Archives of complaints in the disciplinary committees are not preserved.  I know it for a fact as to the 3rd and 4th Department where I have personal experience with denial of access to those files, on my own behalf and on behalf of my client (and husband), and with denial of my complaints against attorneys working for or connected to the government, with the letters of denial being template letters bearing no file numbers of attorney names and preventing the tracking of the disciplinary files of such attorneys.

In fact, in the 1st Department disciplinary committees, according to an insider's lawsuit of attorney Anderson, complaints against politically connected attorneys are destroyed and whistleblowers of that misconduct, such as attorney Anderson, fired.

Lawsuits against disciplinary attorneys are routinely dismissed on grounds of "judicial" immunity.  Yet, disciplinary attorneys act as prosecutors - part of executive branch - in courts which legislate, adjudicate and, through disciplinary committees as "arms of the court", prosecute attorney discipline, a complete disdain to the concept of separation of powers or the true rule of law.

None of that I saw in Professor Lieberman's blog, or his articles.

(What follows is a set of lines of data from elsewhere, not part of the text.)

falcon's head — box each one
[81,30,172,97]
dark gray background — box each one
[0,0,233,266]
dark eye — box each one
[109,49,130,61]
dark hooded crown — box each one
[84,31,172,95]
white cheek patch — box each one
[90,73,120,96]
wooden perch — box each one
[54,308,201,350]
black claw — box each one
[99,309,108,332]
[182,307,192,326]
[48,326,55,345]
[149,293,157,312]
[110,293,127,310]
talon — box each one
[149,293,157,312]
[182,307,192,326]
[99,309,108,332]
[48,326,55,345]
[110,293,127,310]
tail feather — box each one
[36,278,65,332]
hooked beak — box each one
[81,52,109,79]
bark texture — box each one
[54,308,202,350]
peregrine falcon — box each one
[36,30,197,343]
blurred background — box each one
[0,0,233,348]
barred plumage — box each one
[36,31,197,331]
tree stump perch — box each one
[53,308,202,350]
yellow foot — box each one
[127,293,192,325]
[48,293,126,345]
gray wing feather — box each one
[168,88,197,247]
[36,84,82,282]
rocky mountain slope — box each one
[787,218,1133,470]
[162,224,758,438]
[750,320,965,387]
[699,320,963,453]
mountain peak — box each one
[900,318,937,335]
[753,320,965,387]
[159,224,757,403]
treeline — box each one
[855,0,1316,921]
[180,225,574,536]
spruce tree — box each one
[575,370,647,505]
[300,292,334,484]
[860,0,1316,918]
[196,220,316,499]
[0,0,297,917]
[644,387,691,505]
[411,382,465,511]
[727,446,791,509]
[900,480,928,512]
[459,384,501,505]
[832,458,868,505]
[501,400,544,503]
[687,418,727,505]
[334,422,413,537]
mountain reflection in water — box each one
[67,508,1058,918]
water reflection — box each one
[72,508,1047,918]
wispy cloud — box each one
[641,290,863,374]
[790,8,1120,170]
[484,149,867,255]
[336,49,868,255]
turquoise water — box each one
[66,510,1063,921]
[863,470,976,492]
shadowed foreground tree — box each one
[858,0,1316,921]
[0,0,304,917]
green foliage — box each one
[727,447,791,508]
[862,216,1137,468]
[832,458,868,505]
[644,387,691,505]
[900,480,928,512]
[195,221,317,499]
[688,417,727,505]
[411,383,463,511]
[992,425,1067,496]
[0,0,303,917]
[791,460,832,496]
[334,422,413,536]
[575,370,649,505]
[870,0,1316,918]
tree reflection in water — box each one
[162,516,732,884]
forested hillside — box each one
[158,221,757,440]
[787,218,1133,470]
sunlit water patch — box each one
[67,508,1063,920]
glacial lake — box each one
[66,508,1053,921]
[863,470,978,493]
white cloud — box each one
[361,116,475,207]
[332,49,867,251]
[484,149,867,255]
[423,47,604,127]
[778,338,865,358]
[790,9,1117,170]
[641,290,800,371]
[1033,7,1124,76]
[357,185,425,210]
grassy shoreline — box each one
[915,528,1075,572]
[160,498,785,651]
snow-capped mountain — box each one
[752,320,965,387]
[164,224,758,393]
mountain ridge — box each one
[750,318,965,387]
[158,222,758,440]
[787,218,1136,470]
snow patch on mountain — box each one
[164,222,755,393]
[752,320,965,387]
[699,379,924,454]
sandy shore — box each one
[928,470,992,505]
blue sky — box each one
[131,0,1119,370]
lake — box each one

I guess, touching upon issues that are too sensitive, which are at the core of what is wrong with the legal system, which are at the core of why there is no hope for truly independent legal representation in the State of New York while attorney regulation exists the way it does, may undermine financial well-being of the "expert", and, as part of the Commission, investigator and trustee of public safety and of public access to legal services. 

In my personal opinion, it appears that Professor Lieberman's vested financial interest in preserving the status quo of attorney regulation - including his insider ties to the industry and his income derived from representing attorneys before disciplinary committees and being on speaking terms with attorneys in such disciplinary committees - undermine the neutrality or appearance of neutrality, for that matter, of Professor Lieberman as an expert/participant in the Statewide Commission that is seeking to establish uniform and fair attorney discipline while protecting the public.

For that reason, I will not really be holding  my breath waiting for reports from the Commission advised by such experts.